The county health board spends about $100,000 per year to operate the mental health board through a contract with Turning Point Counseling Services. The money paid to Turning Point comes from the mental health board’s levy, she said.

Trumbull County

April Caraway, executive director of the Trumbull County Board of Mental Health and Recovery, says the $100,000 that Mahoning County provides per year to operate the mental-health court is “not available” in her budget.

The Trumbull Mental Health and Recovery Board provides $19,000 per year for a man to work 20 hours per week in the jail to assess the mental health of inmates and pays some of the costs of commitments to the state hospital in Massillon done by Judge Swift.

CASE AGAINST COURT

She questioned the number of mentally ill people who would be served by a mental health court, saying the numbers are small, “but people see them out in the community.”

“I think somebody would have brought it to our attention if it was a good idea,” Caraway said of a mental health court. “We do basically the same through the probate court.”

Judge Logan, administrative judge of Trumbull County Common Pleas Court, said the drug court he runs out of his courtroom has a cross-diagnosis component.

“A lot of the people in drug court have mental-health issues,” the judge said, so the drug counselors in Trumbull County Drug Court sometimes refers people from drug court to Coleman Behavioral Services of Warren for mental health services.

In some cases, the drug court can’t take defendants because of their mental- health problems, he said.

“We can’t get them through [substance-abuse recovery] if their mental health problems are too severe. We can’t deal with the drug and alcohol abuse problems. Those are the people who would be ideal for a mental health court,” Judge Logan said.

The judges of Trumbull County Common Pleas talked about creating a mental health court several years ago with Judge Swift, but the judges “never figured out how to work it out in our community with our population,” Judge Logan said. “We know mental health court can be a good thing, but we have not seen it as a serious problem at this time. If the demand shows itself as a little greater, then we’ll be willing to look at a Trumbull County Mental Health Court.”

Mahoning County is the state’s 10th most populated county in Ohio with 238,823 people in July 2010, according to estimates. Trumbull County is the state’s 13th with 210,312 people.

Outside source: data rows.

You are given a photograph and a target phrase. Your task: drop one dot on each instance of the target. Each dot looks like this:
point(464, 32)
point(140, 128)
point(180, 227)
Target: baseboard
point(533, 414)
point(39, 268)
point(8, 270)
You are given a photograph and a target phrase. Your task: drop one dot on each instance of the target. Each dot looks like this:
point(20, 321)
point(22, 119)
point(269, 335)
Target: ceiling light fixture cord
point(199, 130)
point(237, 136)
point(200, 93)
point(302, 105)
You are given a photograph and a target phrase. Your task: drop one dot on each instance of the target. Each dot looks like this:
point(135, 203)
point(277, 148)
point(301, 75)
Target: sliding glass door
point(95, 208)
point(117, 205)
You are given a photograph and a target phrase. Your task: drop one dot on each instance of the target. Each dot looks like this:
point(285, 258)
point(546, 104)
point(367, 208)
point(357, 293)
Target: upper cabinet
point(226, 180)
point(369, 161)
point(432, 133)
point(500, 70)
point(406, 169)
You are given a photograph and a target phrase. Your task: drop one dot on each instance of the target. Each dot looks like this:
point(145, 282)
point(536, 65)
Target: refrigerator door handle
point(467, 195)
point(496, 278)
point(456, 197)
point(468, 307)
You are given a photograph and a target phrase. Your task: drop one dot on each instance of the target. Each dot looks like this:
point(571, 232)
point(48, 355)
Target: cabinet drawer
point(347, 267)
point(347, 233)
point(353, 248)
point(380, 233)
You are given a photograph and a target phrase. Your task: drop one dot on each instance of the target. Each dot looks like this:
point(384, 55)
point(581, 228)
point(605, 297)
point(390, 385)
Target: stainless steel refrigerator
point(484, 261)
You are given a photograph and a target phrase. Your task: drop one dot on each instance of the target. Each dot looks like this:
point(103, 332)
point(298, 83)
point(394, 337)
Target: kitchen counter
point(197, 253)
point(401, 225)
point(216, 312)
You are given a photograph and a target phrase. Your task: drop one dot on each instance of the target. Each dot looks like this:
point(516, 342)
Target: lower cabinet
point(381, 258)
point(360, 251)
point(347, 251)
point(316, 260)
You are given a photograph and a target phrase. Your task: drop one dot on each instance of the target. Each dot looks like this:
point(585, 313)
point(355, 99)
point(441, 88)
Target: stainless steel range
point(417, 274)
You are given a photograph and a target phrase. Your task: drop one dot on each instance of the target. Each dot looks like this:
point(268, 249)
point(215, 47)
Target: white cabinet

Dr. Philip Malvasi, who has the contract to provide medical services at the Trumbull County jail, said he believes 10 percent to 12 percent of jail inmates have mental-health issues. Once they leave the jail, “there’s no follow-up care,” he said, so they “fall through the cracks again.”

Malvasi said a mental-health court in Trumbull County “would definitely work. We do that with people who are not incarcerated.”

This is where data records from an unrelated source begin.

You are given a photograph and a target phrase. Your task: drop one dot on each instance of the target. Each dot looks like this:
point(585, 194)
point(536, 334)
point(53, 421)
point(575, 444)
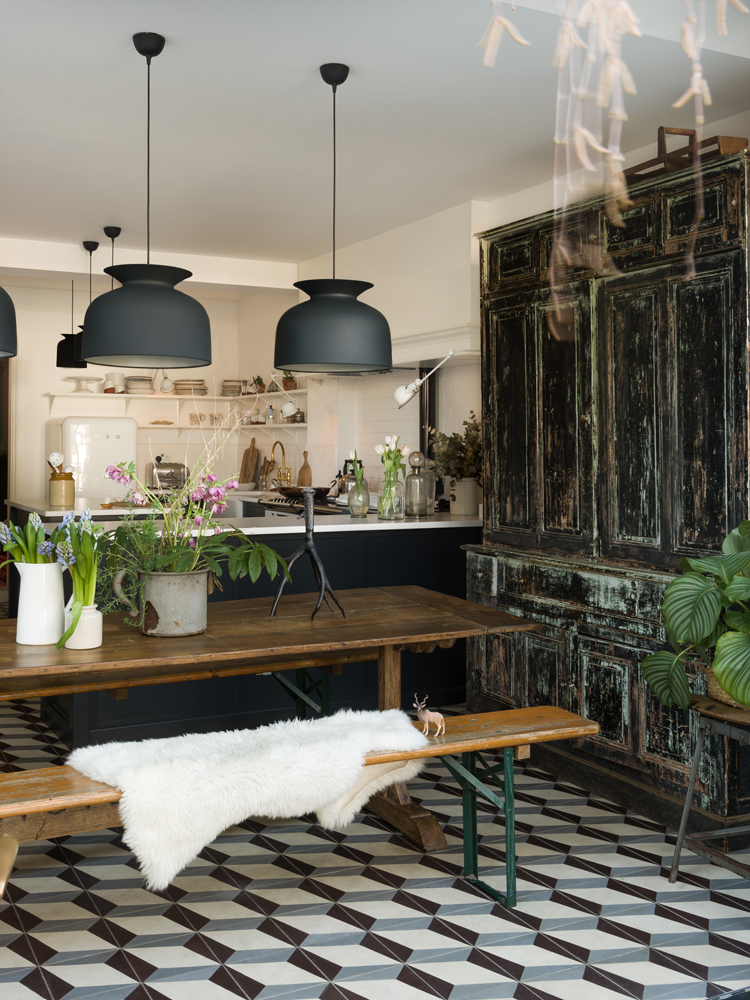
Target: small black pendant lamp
point(112, 232)
point(69, 348)
point(147, 323)
point(333, 331)
point(8, 339)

Paul Bolino, executive director of Valley Counseling, said mental-health courts are “as a general concept a good idea” but he said he cannot quantify the number of people here with mental-health issues who run afoul of the law.

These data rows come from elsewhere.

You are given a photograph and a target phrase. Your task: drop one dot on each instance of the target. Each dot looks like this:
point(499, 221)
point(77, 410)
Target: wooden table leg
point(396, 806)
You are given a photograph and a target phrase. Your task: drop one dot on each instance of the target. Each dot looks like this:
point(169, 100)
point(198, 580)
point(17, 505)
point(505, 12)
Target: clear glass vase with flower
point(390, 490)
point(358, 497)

Evelyn Lundberg Stratton, recently retired Ohio Supreme Court justice, wrote earlier this month that Ohio never put community health centers in place after closing most of its mental-health hospitals.

“Many families [of the mentally ill] often turn to the courts and police for help because there are no other resources for them to assist their loved ones. Jails and prisons become the de facto mental-health system.

“Mental-health courts, where a team led by a judge works to stop the revolving door of jail and prisons, was one response to this crisis of lack of care,” she said.